Desde la Unidad de Gestión Urbana del municipio se inició el año pasado un proceso de notificación para trasladarlas. El principal argumento es que la Municipalidad nunca legalizará su situación, como sí ocurrió en tantas otras tomas de los últimos años o en el nacimiento de la ciudad. No serán nunca un barrio, como le pasó al Bouquet Roldán, que nació como una toma, o con casos más recientes, principalmente en la zona oeste de la ciudad.

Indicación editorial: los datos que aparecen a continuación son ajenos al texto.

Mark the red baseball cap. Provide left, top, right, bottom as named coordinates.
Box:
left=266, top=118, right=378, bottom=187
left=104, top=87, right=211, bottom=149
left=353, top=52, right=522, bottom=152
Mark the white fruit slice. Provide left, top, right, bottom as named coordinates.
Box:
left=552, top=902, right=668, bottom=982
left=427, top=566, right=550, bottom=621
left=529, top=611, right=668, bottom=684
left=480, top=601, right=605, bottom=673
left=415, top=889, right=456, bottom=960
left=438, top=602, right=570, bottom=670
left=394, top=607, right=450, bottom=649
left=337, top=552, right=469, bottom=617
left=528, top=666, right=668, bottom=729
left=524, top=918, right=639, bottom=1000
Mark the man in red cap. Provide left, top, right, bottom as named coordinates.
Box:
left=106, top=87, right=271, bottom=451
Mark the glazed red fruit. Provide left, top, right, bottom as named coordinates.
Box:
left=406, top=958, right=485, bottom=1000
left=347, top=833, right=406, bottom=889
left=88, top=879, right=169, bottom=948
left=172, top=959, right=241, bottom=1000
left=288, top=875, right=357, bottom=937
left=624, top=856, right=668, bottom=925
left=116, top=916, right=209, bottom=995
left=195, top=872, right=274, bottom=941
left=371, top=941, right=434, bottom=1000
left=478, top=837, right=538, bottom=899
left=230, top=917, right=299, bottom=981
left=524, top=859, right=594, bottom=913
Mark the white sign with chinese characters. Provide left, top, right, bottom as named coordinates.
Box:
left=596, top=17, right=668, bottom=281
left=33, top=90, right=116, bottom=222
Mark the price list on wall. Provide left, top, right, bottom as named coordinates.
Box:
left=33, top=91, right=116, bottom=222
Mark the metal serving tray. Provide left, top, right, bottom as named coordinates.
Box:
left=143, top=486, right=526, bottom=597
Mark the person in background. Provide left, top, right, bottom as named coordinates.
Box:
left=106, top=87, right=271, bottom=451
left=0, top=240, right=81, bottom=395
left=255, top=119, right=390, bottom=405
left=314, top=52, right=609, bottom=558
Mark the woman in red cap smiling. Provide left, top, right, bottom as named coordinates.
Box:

La razón es simple: las tierras no son aptas para vivienda. No se trata del peligro potencial que representa un techo precario, ese que también es una preocupación y que se multiplica en el horizonte cuando se mira más allá de los límites de los barrios legalizados. Este es un riesgo “directo a la salud y a la integridad física de los ocupantes”, según los que han determinado los estudios de impacto ambiental que se vienen realizando en el marco del programa de regularización de tomas que se inició en 2008.

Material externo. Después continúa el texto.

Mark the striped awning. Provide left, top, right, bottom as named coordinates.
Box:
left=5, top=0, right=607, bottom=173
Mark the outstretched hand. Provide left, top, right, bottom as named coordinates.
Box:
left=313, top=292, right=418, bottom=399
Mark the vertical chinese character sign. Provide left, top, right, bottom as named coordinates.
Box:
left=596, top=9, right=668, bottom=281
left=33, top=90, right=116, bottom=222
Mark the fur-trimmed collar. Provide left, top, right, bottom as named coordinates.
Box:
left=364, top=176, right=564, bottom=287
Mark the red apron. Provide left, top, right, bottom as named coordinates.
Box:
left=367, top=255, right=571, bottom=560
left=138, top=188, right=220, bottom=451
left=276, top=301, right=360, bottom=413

Hay dos ejemplos puntuales sobre situaciones de riesgo: uno es el de las familias del barrio Sapere que, instaladas a la vera del río Neuquén, viven debajo de las líneas de media tensión; y otro es el de la toma del aeropuerto, un asentamiento que surgió en 2009 en una zona considerada de riesgo por las autoridades aeronáuticas (ver aparte).
Tomas
Los primeros años tras la crisis de 2001 marcaron a fuego el desarrollo de la ciudad. Si bien la capital provincial tiene una historia de crecimiento improvisado, principalmente a partir de las decenas de familias que en los '70 y los '80 llegaron por las promesas del petróleo y de una provincia joven, a partir de ese momento se potenció un fenómeno: las tomas de terrenos, por momentos, fueron diarias. A tal punto que tanto a nivel municipal como provincial se crearon dependencias del Estado para lo que actualmente se llama “regularización” y que se resume en dos cuestiones: llevar servicios y legalizar, desde el punto de vista dominial, la posesión de la tierra.
Actualmente se están regularizando 20 tomas de terrenos. En ellos viven, según los registros de la Unidad de Gestión Urbana del municipio, 3.469 familias.

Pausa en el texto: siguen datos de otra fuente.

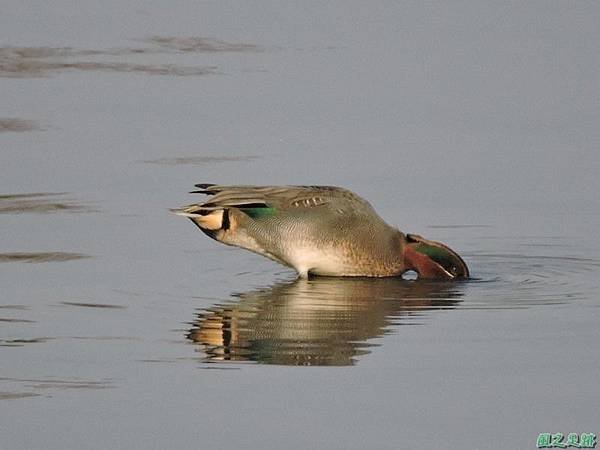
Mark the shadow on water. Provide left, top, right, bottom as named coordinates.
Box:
left=0, top=192, right=98, bottom=214
left=187, top=278, right=463, bottom=366
left=0, top=36, right=260, bottom=78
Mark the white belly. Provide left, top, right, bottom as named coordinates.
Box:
left=286, top=246, right=348, bottom=278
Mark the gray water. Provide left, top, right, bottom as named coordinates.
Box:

En cinco de esos asentamientos aún no se realizó un estudio de Impacto Ambiental. Otros seis lo tienen, pero todavía no se sancionó la ordenanza. Sin embargo, nueve cuentan con ambos requisitos y avanzan hacia su reconocimiento como parte de uno de los 48 barrios de la ciudad o hacia uno independiente. Se trata de Rincón del Valle, Toma Norte, Pacífica, El Tanque, Argentina, Huertas Pin, La Costa (Valentina), Paimún y Boer y Despo.